I will start out by saying the truth; I don’t generally like curb trip cases. Curbs are a necessary part of roadway and sidewalk design and we have all been negotiating them since we were children. The sloped alternative would be worse from a drainage and car safety perspective. Trips over permanent feature cases are referred to as “static defect” cases in Georgia. Static because they stay put and defect is clear enough.
When it comes to the law, they are very tough cases to recover on unless the landlord maintains a “stupid condition.” Solid and legitimate static defect trip and fall cases must satisfy the “WWTT” test. That stands for What Were they Thinking. Basic curbs, even when they are not painted yellow just do not satisfy that test.
Lets discuss what happened in the case of McLemore v. Genuine Parts Co.,
313 Ga. App. 641 (2012) as it is a good example of the basics of the law in these types of cases. As with all premises liability cases, the basis is the landowner knows their land and buildings better than the visitor.
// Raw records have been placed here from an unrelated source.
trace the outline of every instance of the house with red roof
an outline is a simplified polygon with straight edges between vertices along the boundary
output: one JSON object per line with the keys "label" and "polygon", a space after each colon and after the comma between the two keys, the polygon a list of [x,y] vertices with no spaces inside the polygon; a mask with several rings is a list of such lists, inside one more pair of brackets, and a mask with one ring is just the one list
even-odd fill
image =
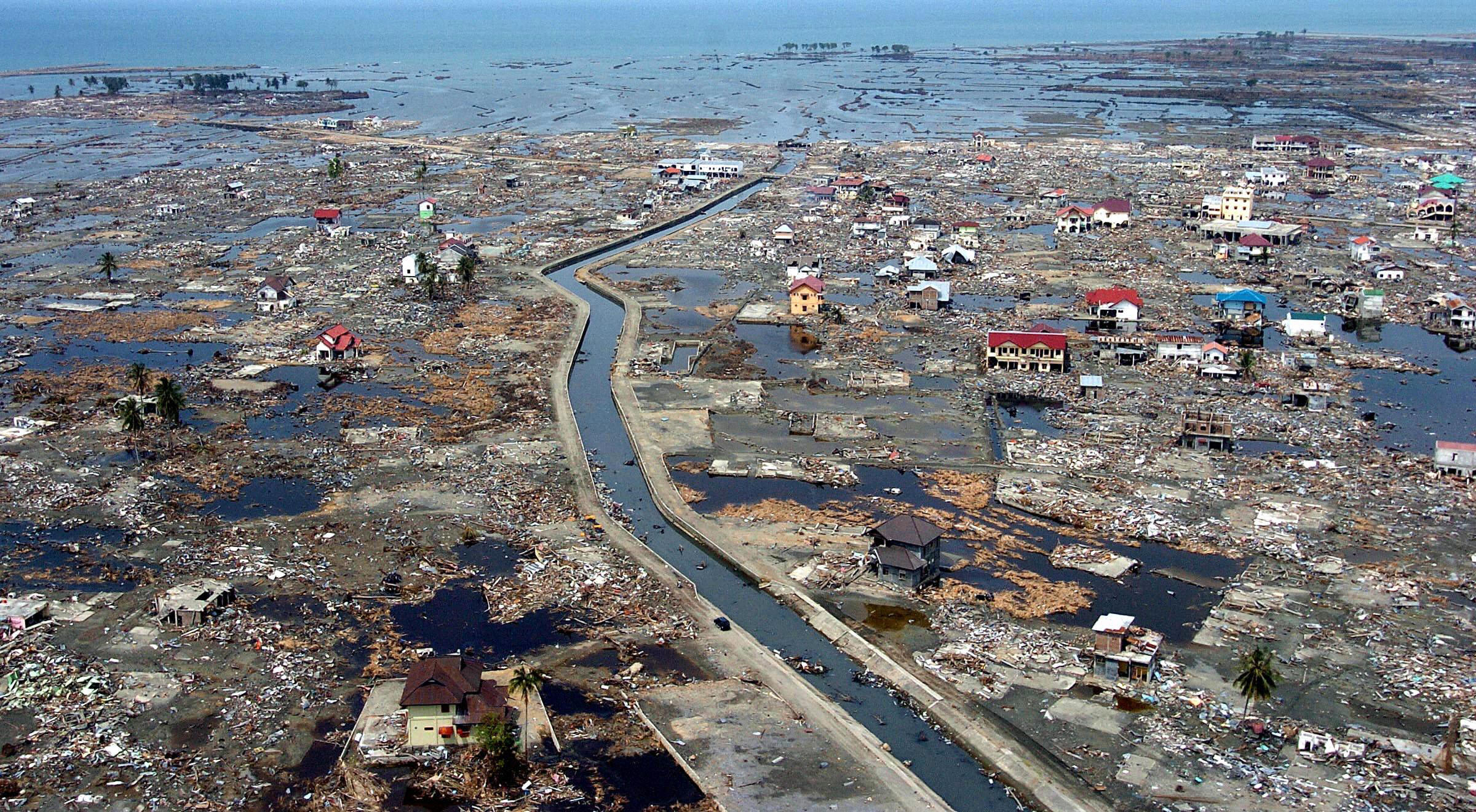
{"label": "house with red roof", "polygon": [[790,316],[813,316],[825,304],[825,282],[801,276],[790,282]]}
{"label": "house with red roof", "polygon": [[1055,210],[1057,233],[1083,233],[1092,230],[1092,208],[1089,205],[1072,204]]}
{"label": "house with red roof", "polygon": [[317,360],[350,360],[363,354],[363,340],[344,325],[317,334]]}
{"label": "house with red roof", "polygon": [[1244,263],[1265,264],[1271,260],[1271,241],[1258,233],[1249,233],[1240,238],[1240,244],[1235,247],[1235,258]]}
{"label": "house with red roof", "polygon": [[1132,204],[1123,198],[1107,198],[1092,207],[1092,223],[1110,229],[1125,227],[1132,223]]}
{"label": "house with red roof", "polygon": [[1086,313],[1094,322],[1137,322],[1142,297],[1132,288],[1086,291]]}
{"label": "house with red roof", "polygon": [[1306,161],[1306,177],[1311,180],[1331,180],[1333,170],[1336,168],[1337,168],[1336,161],[1318,155],[1317,158],[1309,158]]}
{"label": "house with red roof", "polygon": [[834,186],[806,186],[804,193],[815,202],[831,202],[835,199]]}
{"label": "house with red roof", "polygon": [[1355,263],[1367,263],[1383,254],[1383,247],[1370,235],[1358,235],[1348,241],[1348,254]]}
{"label": "house with red roof", "polygon": [[431,657],[410,666],[400,691],[409,747],[469,744],[471,731],[489,719],[508,719],[508,689],[469,657]]}
{"label": "house with red roof", "polygon": [[861,187],[865,185],[865,177],[837,177],[831,187],[835,189],[837,199],[853,201],[861,196]]}
{"label": "house with red roof", "polygon": [[317,220],[317,224],[322,226],[322,227],[325,227],[325,229],[331,229],[331,227],[337,226],[338,221],[342,219],[342,216],[344,216],[344,213],[341,210],[337,210],[337,208],[314,208],[313,210],[313,220]]}
{"label": "house with red roof", "polygon": [[1066,334],[1041,323],[1023,331],[989,331],[984,359],[989,369],[1026,372],[1066,372],[1072,365]]}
This is referred to as “superior knowledge.” If the visitor knows of the defect too, they usually cannot take their case to a jury. In this case, the curb was unnaturally high.
The appellate court gives a good explanation of the logic; “As we noted in Wright v. JDN Structured Finance, [o]ccupiers of premises whereon the public is invited to come are not required to keep their parking lots and other such areas free from irregularities and trifling defects. One coming upon such premises is not entitled to an absolutely smooth or level way of travel… in everyday life, persons are required to negotiate floors, steps[,] and doorways. Even if the curbed sidewalk was hazardous, the condition was open and obvious, and thus, in the exercise of ordinary care, [Evelyn] could have avoided it. There is no duty to warn of the obvious.”
Note the court’s use of the word “trifling”, a delightfully effective term in this context. Trifling defects are complained of by trifling people. It’s the court’s way of saying, a curb does not pass the WWTT test.
Another interesting aspect of this appellate case is the discussion of the “distraction theory.” In short, this argument is used to get around summary judgment on the issue of whether an alleged hazard is open and obvious. The distraction theory can apply where the fallen is distracted by a condition that the defendant caused or should have expected. Wavy fan man at a car dealership. Blue light special lights rotating, etc.
In the instant case, the court said even if there is the distraction of lots of people, there is still plenty of opportunity to see the alleged hazard. Watch your step, look where you are going and use due care. Trip and fall cases are tough to win so remember our test. If you cannot say WWTT, then it is probably a long shot case.